And then I went out and turned toward home. I saw the blind man again, but no one followed me. I went up in the elevator with Mr. Kempwood, and I was so glad.
“Any more home runs?” he asked. I shook my head.
“And how does New York please you?” he asked further.
And to that I replied that it was all right, but made an involved living, since my aunt insisted on my changing my clothes all the way through every day, and eating in a different dress at night. I said it was simpler at home, where you dressed for dinner when you got up. I told him it left you more time for fishing and baseball and the more serious things of life. He laughed, and then looked suspicious.
“Young woman,” he said, “that country bloom doesn’t hide a brain-picker, does it?”
And I didn’t understand him then, but he explained. It seemed that Robert Louis Stevenson had lived on an island in the Pacific, and when someone had asked whether they dressed for dinner, he had said just as I did: “No, we dress when we get up.”

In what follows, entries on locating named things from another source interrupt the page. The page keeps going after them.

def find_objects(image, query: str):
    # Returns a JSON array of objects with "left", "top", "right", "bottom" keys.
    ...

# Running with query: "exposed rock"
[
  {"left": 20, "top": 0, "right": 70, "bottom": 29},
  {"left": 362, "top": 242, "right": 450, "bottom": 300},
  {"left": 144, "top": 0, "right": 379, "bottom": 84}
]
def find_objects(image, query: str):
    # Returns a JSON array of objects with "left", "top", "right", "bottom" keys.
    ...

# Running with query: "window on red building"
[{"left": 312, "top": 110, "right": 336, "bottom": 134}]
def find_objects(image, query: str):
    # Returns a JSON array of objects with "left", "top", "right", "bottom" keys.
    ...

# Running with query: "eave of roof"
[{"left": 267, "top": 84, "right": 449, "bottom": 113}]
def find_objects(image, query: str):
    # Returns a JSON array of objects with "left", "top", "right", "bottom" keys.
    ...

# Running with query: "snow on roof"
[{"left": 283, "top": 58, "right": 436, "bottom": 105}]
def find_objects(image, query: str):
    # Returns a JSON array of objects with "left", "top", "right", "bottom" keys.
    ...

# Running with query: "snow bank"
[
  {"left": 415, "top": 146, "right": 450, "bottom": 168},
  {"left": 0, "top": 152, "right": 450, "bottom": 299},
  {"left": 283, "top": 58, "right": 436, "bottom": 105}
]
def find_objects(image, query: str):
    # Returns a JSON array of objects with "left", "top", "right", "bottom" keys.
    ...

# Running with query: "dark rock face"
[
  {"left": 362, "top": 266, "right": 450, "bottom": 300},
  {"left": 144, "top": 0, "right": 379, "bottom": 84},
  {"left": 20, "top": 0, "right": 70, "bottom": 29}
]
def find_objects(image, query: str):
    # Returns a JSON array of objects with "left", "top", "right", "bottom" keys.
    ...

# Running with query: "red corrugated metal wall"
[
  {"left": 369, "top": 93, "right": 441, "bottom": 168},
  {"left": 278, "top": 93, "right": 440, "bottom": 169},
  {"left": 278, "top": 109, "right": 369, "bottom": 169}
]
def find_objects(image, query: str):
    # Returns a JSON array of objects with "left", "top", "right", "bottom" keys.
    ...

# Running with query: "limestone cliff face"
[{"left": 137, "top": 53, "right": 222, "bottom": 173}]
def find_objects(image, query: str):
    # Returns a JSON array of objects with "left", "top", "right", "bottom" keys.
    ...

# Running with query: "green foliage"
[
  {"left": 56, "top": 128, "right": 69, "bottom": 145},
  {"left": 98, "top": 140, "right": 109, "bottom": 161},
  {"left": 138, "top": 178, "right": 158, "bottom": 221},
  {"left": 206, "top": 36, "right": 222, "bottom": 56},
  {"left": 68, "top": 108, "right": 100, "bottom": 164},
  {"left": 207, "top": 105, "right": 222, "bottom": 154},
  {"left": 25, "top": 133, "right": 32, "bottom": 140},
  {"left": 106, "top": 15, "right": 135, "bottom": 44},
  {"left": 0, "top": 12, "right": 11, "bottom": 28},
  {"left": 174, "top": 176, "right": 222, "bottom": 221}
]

I said I hadn’t quoted, and that I hadn’t read Stevenson, liking Alger best of anyone, but Mr. Kempwood said that “Treasure Island” couldn’t be beaten and that he’d loan it to me, and then I found out what he meant by brain-picker. He meant someone who pikes. Evelyn reads book covers and reviews and then talks of the books as if she’d read them. I told Mr. Kempwood so. He said she wouldn’t thank me for doing so, and then--it was our floor, and again he stepped out, waited until Jane opened the door, and then said good-night. And I remembered his smile, as I had the night before.
On a long hall table I found a letter from Bradly-dear, and I was so glad to see it! And it made me laugh, but felt ever so tight in my throat too. Here is what she wrote, or some of it:
“Dear Natalie,
“We miss you fierce. Willy Jepson run a nail in his foot and fell offa the back ruf. Don’t you climb no fences at your aunt’s or ride a cow if they keep one. Your uncle is deep in bugs and has a mess of them in my tubs, with netting over the top. And the Lord knows when I will get the wash to soak. We miss you.”